Maxwell

Ghislaine Maxwell’s defense lays blame on Epstein and questions the memories of her accusers.

 

Credit…Stephanie Keith for The New York Times

A lawyer for Ghislaine Maxwell told the jury at her sex-trafficking trial that her client was “an innocent woman, wrongfully accused of crimes she did not commit,” and said the government’s case against her was based on “erroneous memories” that prosecutors accepted at face value.

The lawyer, Laura Menninger, began her closing arguments just before noon Monday with a shot across the bow at the prosecutors, who she said cherry-picked evidence to make their case, and at the women who testified against Ms. Maxwell at trial.

When the government began looking at Ms. Maxwell, Ms. Menninger said, “suddenly the women recovered memories, years later — they recovered memories that Ghislaine was there.”

She said women had come in to speak with the F.B.I. accompanied by personal injury lawyers. “Jeffrey Epstein died, and then everyone lawyered up,” Ms. Menninger said.

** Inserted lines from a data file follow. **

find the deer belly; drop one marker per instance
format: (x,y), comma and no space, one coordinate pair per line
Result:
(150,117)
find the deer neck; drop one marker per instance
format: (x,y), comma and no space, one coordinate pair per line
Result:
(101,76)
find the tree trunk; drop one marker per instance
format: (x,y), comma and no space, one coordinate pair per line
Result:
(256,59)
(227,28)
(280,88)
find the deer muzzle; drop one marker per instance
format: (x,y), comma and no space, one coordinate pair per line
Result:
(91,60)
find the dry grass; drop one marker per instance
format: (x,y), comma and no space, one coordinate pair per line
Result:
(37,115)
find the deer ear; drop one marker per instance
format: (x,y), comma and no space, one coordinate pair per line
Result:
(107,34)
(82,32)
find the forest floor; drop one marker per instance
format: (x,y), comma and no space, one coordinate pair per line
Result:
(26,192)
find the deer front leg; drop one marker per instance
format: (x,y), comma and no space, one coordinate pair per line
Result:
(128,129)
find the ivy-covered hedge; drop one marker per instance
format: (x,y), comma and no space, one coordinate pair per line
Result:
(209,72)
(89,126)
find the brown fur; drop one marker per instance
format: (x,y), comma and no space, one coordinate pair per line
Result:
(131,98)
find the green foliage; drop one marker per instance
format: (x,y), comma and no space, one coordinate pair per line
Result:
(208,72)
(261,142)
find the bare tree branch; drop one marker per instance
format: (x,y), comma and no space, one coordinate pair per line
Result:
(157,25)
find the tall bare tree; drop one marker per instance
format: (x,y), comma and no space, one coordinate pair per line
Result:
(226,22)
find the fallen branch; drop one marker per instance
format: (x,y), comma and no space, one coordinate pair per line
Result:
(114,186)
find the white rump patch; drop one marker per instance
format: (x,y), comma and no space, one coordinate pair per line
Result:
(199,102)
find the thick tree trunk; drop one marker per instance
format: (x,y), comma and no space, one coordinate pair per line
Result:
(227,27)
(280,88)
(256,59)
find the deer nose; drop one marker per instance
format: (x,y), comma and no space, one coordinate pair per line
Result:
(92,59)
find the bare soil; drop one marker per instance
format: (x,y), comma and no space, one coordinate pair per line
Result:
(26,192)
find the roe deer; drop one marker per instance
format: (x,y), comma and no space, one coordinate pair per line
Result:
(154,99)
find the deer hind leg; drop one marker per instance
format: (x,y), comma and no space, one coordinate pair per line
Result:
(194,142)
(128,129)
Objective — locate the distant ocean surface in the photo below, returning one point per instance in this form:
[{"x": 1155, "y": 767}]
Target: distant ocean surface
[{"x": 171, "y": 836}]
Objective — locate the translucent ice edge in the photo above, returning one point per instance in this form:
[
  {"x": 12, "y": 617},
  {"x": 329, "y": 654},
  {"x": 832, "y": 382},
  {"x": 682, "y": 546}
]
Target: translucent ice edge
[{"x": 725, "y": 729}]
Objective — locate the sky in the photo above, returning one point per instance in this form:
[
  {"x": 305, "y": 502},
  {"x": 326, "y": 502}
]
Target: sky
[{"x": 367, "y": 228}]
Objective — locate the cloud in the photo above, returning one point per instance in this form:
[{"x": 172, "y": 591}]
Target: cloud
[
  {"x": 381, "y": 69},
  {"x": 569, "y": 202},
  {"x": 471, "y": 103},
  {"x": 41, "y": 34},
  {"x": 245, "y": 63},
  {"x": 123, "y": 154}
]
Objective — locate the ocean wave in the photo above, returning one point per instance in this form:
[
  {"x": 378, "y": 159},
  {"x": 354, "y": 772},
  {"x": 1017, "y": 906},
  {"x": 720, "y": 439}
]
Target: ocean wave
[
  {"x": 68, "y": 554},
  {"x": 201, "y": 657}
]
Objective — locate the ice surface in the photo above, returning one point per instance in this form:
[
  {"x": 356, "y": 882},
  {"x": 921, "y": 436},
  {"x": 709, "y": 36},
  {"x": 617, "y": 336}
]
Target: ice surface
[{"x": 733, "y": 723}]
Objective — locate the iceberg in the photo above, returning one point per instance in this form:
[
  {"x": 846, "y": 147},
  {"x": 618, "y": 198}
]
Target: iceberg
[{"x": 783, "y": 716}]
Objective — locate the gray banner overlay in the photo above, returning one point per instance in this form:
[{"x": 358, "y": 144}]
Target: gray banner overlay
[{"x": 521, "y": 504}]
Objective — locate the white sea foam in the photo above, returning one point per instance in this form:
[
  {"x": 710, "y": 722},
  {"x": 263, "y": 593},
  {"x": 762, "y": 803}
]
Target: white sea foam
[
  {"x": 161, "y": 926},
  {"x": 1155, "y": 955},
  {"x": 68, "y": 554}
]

Ms. Menninger acknowledged that the government had “certainly proved” that Epstein was a “master manipulator” who abused his wealth and privilege. But, she said, “we are not here to defend Jeffrey Epstein.”

“You need to keep your eye on the thing that the government hasn’t — how these stories have changed dramatically over time,” Ms. Menninger told the jury. She turned to records of the victims’ interviews with federal investigators, which she said at first focused solely on Jeffrey Epstein and evolved with time to focus on Ms. Maxwell, at the urging, she said, of the government.

None of those dozens of meetings were electronically recorded by the authorities, Ms. Menninger said. “That was by design, so that none of us had a transcript of what took place in these interviews with the F.B.I.,” Ms. Menninger said.

“The tough questions weren’t asked by the government, so they had to be asked by us,” Ms. Menninger said.

Accusing the prosecution of engaging in “an old gimmick” by presenting testimony from an expert on grooming, Ms. Menninger argued that prosecutors had presented a threadbare case that depicted Ms. Maxwell as a cartoonish caricature.

“She’s Cruella de Vil and the Devil Wears Prada all wrapped up into one,” Ms. Menninger said.

She told jurors that the prosecutors had failed to present certain witnesses, including family members of the four women who testified that Mr. Epstein had sexually abused them with help from Ms. Maxwell. She also noted the government had not called multiple employees of Mr. Epstein who might have testified to a “culture of silence” around his misdeeds.

One employee, Juan Alessi, did testify that he believed he was expected to keep quiet about what went on inside Mr. Epstein’s Palm Beach home, where much of the abuse was said to have taken place. But Ms. Menninger dismissed his testimony as coming from a disgruntled ex-employee with an ax to grind.

“There was no culture of silence,” Ms. Menninger said. “You just got the sound of silence.”

Ms. Menninger also hinted that the government was withholding important information while referring to a handful of snapshots that prosecutors had entered into evidence as an attempt to show a longstanding and close relationship between Ms. Maxwell and Mr. Epstein.

Ms. Menninger called those images “innocuous” pictures of “a couple that was together” and wondered aloud what may have been depicted in thousands of other photographs obtained during a search of Mr. Epstein’s property.